Potter smiled, it was faint, but shockingly genuine. "You get to have her a bit longer, Snape. I had them both for seven years." He huffed what could be a laugh again. "It's only fair you get your turn."

Snape smiled faintly back at Potter. Yes, perhaps it was only fair. The boy could stay with him, he would protect him. Dumbledore would approve and perhaps let him leave Hogwarts at least until the boy was eleven. And Potter had stupidly told him his reasoning. Idiot. Potter wanted Snape to take his son? Very well. He would. And when Potter got him back, the boy would hate him. It wouldn't be that hard to manipulate the boy into it.

The ultimate revenge against James Potter.

"You'll take him back before he enters Hogwarts?" Snape forced himself to sound resigned and grumpy, unhappy at being out maneuvered by Potter.

"Yes, yes. The summer before. Can you take him tonight?" Potter was looking at Snape but his fingers were twitching and reaching towards the grave behind his back.

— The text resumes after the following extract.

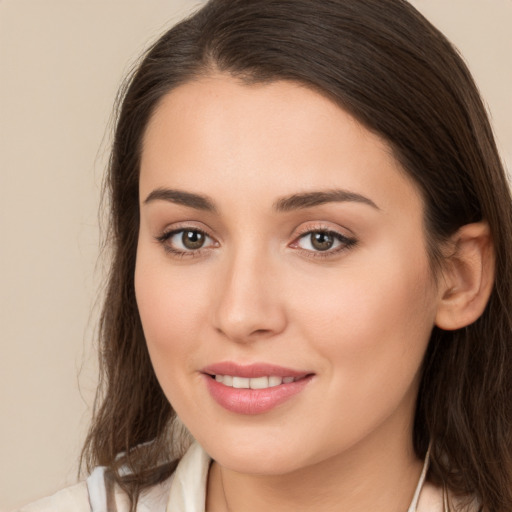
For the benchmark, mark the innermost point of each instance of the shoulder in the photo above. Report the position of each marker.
(70, 499)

Snape's lips twitched as well. Potter was an idiot. It was never more clear.

"Bring him by Spinner's End." It would be easier to turn the boy against Potter if Potter was the one to bring him to Snape. It could be intimated he was giving the boy away instead of letting him be taken. Which he was, after all, it was only fair the boy know it.

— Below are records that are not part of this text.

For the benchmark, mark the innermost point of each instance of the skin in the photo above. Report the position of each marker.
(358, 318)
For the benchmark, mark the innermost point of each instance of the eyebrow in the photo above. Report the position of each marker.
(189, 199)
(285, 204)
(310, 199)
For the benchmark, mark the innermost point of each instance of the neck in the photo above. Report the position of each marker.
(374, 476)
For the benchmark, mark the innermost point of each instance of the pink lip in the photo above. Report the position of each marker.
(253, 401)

Potter sighed in relief and smiled at Snape, a genuine smile, although it held triumph and an a hint of a smirk in it. It said 'I win, Snape.' Snape scowled back and abruptly turned his back on Potter, leaving him to his dead wife and her grave. Only when he had apparated did he allow himself the fainted of smirks.

The irony of it all was that, when the time was right, all it would be to make the boy hate Potter would be the memory of today. After careful molding of course. Such poetic justice made Snape actually want to laugh. He didn't, on today of all days it would be blasphemy, but he wanted to.

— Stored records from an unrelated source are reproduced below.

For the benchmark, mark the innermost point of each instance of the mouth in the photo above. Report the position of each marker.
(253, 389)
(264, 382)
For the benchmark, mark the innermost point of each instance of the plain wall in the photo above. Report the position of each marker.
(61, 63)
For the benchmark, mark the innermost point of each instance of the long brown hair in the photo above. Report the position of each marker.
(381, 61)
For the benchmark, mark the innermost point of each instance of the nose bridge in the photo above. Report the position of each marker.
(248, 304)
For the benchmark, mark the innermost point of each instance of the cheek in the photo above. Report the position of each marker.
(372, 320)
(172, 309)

Snape made his way to the dingy derelict house, brushing past heavy wards, and made his way up to the door. He had much to do before the boy arrived. His old room would suffice for the boy, although it needed to be cleaned. And now that he could quit Hogwarts he would make more money. More time on his hands meant more new potions which meant he would soon be rich if he was clever enough.

Snape sighed in pleasure as he let himself into his house. Christmas was soon, and although he had never celebrated it he would have to, if only for the boy. Once he was here they would have to go shopping. No doubt the spoiled thing would love that. It didn't matter. Christmas was something he could adjust to. And perhaps he should find out more about Potter's family.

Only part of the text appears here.